Geese

Meidum geese

Meidum geese
Mastaba of Nefermaat
Source: Excerpt, TourEgypt site

    The first god, sometimes equated with Amen, was said to have emerged from a goose egg. Amen is at times even given the form of a goose, as are also Geb and Ptah, and as such referred to as the great honker. During the Greco-Roman period Harpocrates was given attributes of the goose. Geese

Three goose varieties. From top to bottom the Hp-goose, the rA-goose (Anser anser) and the px.t-goose.
Tomb of Ty, Saqqara
M. A. Murray, Saqqara Mastabas, Egyptian Research Account XI, Plate V

    A few species of geese are indigenous to Egypt.
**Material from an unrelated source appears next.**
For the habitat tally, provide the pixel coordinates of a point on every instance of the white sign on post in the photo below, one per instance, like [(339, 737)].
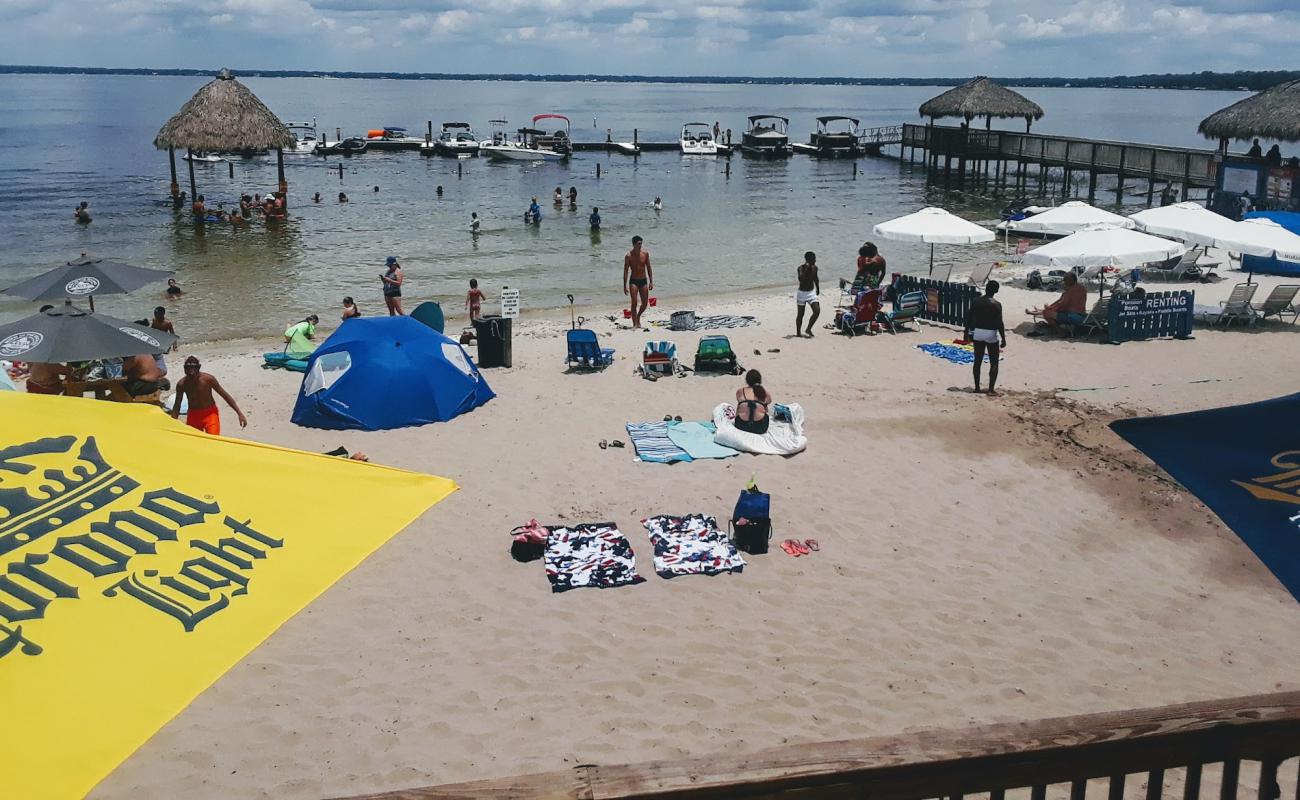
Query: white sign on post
[(508, 302)]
Depictions of the greylag goose (anser anser), of a smallish Branta goose (red-breasted goose, branta ruficollis), and the larger White-fronted goose (Anser albifrons) have been found at Meidum.
    Domesticated geese were widely grown, for their meat, possibly for their eggs and certainly as sacrificial animals. Goose fat was probably occasionally also used for lubrication, though its mention in the Chester Beatty I papyrus where a lover offers all kinds of sacrifices to his beloved, among them A wild goose to the door-posts, its fat to the key is seemingly just that - a precious offering.
    Like other domesticated animals geese were driven home in the evenings after eating their fill in the local pond or canal and the lush meadows along them during the day
The goose returns from the pond,
When one comes to shut it in the yard.
The Instruction of Any
M. Lichtheim, Ancient Egyptian Literature, Vol.2 p.144
    They often had the run of the house despite their belligerent and mischievous character. A teacher describes his pupil thus:
You are worse than the goose of the shore, that is busy with mischief. It spends the summer destroying the dates, the winter destroying the seed-grain. It spends the balance of the year in pursuit of the cultivators. It does not let seed be cast to the ground without snatching it [in its fall (?)]. One cannot catch it by snaring. One does not offer it in the temple. The evil, sharpeyed bird that does no work!